Questo ha indotto diversi relatori, tra cui Cappello e Pratelli, a porre massima attenzione all’esperienza delle donne, in particolare l’assessora capitolina ha richiamato lo sforzo di pensare alla città dei 15 minuti come antidoto anche alla distanza dal luogo di lavoro, creando per esempio spazi di coworking.

Emerge così il risvolto urbano della vicenda, infatti spazi di coworking posso comportare una riduzione dell’uso di uffici o palazzi comportando la presenza di immobili, magari strategici, ma vuoti. Ciò va approfondito considerando, inoltre, quanto sia impattante il fenomeno del pendolarismo su Milano, sia in termini di servizi che, soprattutto, urbanistici e viabilistici tanto da far affermare a Cristina Tajani che la Città “abbia preso forma proprio intorno al lavoro”.
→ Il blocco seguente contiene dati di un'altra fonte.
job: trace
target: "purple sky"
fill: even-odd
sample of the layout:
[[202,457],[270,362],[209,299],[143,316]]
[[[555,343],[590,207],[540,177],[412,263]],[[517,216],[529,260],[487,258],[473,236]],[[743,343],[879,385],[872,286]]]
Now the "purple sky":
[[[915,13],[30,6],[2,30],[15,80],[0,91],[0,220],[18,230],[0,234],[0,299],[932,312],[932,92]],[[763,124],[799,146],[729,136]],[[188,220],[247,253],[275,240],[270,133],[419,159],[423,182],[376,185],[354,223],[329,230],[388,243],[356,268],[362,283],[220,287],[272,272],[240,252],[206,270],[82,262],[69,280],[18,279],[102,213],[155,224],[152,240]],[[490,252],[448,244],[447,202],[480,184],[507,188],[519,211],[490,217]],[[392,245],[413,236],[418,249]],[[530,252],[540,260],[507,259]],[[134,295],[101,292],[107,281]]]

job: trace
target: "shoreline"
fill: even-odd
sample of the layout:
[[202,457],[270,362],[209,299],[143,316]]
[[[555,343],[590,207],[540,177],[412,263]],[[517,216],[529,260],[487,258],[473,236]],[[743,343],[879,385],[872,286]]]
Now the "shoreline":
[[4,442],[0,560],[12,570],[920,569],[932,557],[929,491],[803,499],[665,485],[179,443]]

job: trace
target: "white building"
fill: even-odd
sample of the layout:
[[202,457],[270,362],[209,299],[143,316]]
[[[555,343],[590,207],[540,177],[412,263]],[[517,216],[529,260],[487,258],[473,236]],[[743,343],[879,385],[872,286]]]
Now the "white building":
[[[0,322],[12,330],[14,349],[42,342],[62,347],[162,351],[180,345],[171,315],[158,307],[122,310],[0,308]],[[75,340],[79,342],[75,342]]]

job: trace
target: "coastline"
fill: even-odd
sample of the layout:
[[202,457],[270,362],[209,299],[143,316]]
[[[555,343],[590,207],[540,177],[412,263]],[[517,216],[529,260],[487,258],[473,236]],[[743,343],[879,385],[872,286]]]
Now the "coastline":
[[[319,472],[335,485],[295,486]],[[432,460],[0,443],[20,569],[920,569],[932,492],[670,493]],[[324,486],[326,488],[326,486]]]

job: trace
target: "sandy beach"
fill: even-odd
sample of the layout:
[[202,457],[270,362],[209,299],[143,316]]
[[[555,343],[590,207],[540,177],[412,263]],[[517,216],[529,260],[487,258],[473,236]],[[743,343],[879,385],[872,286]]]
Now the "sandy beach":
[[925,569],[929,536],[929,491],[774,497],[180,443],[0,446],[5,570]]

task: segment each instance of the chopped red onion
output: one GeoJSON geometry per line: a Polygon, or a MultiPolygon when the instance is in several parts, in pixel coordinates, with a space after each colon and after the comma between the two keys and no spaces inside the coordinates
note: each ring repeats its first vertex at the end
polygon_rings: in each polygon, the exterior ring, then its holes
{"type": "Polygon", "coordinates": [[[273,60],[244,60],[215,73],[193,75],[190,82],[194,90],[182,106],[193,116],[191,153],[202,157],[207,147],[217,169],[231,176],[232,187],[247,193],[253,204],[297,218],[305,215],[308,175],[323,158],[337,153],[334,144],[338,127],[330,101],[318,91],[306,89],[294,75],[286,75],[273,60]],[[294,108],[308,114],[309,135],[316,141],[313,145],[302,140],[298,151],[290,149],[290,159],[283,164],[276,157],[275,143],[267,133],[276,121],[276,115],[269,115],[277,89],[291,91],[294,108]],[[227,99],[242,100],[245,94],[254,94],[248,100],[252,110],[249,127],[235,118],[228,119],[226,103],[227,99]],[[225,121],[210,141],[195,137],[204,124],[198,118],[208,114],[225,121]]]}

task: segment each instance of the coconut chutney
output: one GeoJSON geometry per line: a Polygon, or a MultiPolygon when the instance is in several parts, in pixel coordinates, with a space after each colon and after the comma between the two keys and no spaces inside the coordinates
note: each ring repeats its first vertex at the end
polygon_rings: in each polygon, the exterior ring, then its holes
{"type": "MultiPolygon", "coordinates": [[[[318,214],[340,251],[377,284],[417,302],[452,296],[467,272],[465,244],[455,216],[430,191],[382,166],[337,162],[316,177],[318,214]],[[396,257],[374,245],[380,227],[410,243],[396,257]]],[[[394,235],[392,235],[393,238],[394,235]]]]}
Gli effetti sul tessuto urbano sono ripresi da Paolo Ricotti il quale sottolinea come il tema della mobilità sia sempre più da considerare, interrogandoci se il fenomeno dello smart woking possa servire da alibi per far arretrare, in buona o mala fede, lo sviluppo della mobilità proprio ora che se ne sta riscoprendo l’importanza.

Ricotti propone di porre lo sguardo anche sul futuro. Infatti, se lo smart working “non nasce in Italia per scelta culturale, politica o organizzativa ma per una necessità legata ad un’emergenza: dietro però ci sono fenomeni differenti, tutti da approfondire: conciliazione, rete trasporti rigida e fragile, spazi di lavoro non sempre confortevoli e sicuri, difficoltà nella gestione dei minori e degli anziani”, pertanto, se occorre passare da un concezione puramente emergenziale ad un assetto strutturale e consolidato, bisogna far sì che lo smart working diventi una scelta ben ponderata, una scelta anche culturale, che non sia, quindi, una mera “pezza” ai problemi irrisolti del sistema italiano, in particolare di un welfare le cui debolezze non possono, ancora una volta, ricadere sulle famiglie.